June 12 2007 post. Gossypin is an antioxidant, anti-inflammatory flavone extracted from Hibiscus vitifolius, also known as tropical rose mallow, a perennial shrub. In 1978, this flavone (see: http://tinyurl.com/2gdp5l) was found to be effective against arthritis. It was compared to the standard nonsteroid anti-inflammatory agent phenylbutazone against various experimental models of inflammation and increased vascular permeability. The researchers found that gossypin was not as strong as phenylbutazone, but also not as toxic. And, while I am on the subject of pain relief, a 1997 study (http://tinyurl.com/2t37nz) concluded that gossypin could be used as a substitute for morphine, as it is well tolerated and is not habit-forming. Gossypin also has neuroprotective properties, see this 2004 study on rat cortical cells: http://tinyurl.com/yvwmws

A 2003 study (http://tinyurl.com/ytdkxj) demonstrated gossypin’s antioxidant, antitumour and anti-carcinogenic properties. Gossypin reduced the tumour size in what were called solid tumor harboring animals, increasing their life span.
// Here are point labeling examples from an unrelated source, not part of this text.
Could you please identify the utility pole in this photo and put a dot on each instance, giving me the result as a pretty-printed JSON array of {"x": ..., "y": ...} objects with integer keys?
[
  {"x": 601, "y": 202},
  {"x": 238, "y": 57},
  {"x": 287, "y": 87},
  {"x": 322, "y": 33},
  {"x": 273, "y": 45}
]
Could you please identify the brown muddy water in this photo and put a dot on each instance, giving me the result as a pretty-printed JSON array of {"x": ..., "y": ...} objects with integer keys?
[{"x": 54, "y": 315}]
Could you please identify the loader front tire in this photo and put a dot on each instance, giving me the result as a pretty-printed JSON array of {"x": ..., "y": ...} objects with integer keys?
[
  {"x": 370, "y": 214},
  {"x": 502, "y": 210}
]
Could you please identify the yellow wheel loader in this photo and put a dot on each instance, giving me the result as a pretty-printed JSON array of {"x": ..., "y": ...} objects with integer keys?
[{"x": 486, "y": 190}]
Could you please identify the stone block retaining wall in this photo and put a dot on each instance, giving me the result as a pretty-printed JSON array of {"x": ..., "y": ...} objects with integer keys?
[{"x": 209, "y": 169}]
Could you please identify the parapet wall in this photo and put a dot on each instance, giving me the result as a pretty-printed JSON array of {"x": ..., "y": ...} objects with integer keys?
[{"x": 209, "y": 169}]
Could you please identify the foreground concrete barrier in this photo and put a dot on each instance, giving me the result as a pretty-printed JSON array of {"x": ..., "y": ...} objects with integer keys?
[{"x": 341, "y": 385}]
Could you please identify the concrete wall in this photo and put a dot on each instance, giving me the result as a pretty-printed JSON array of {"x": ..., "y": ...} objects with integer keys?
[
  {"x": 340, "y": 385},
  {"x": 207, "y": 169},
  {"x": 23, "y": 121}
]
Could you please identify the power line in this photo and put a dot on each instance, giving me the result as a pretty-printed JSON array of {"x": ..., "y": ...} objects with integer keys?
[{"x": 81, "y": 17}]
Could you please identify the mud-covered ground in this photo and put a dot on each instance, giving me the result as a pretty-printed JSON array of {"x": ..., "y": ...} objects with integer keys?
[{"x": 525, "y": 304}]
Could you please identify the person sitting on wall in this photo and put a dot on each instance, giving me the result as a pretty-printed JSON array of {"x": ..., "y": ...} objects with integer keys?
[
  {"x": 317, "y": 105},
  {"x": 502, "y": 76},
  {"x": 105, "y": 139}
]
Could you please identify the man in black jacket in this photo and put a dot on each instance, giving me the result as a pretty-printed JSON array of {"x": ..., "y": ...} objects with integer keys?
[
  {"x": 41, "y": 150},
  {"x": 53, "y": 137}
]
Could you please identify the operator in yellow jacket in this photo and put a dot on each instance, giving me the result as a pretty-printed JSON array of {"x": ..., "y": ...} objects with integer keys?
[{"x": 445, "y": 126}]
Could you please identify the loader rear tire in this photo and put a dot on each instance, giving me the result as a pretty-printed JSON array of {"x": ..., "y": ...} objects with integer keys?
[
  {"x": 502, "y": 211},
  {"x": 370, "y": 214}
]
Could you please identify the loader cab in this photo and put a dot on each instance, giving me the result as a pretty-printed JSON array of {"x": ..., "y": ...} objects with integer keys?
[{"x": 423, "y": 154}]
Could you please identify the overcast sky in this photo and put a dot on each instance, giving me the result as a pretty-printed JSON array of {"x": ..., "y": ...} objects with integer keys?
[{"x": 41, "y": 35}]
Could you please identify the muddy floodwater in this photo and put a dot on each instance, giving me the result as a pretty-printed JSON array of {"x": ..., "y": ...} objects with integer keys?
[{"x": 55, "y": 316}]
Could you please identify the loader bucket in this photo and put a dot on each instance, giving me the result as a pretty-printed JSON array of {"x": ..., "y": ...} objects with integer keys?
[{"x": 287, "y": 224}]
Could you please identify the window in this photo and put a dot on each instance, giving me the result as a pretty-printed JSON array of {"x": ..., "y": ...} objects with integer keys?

And, even more significantly, the June 2007 issue of Blood features a study (http://tinyurl.com/2gpyoj) by an MD Anderson team, including Prof. Bharat Aggarwal, showing that gossypin inhibits the infamous NF-kB, suppresses the proliferation of COX-2, and enhances apoptosis of tumour cells. The abstract concludes that gossypin inhibits the NF-kB activation pathway, which may explain its role in the suppression of inflammation, carcinogenesis, and angiogenesis. Gossypin also blocks osteoclastogenesis. Excellent news.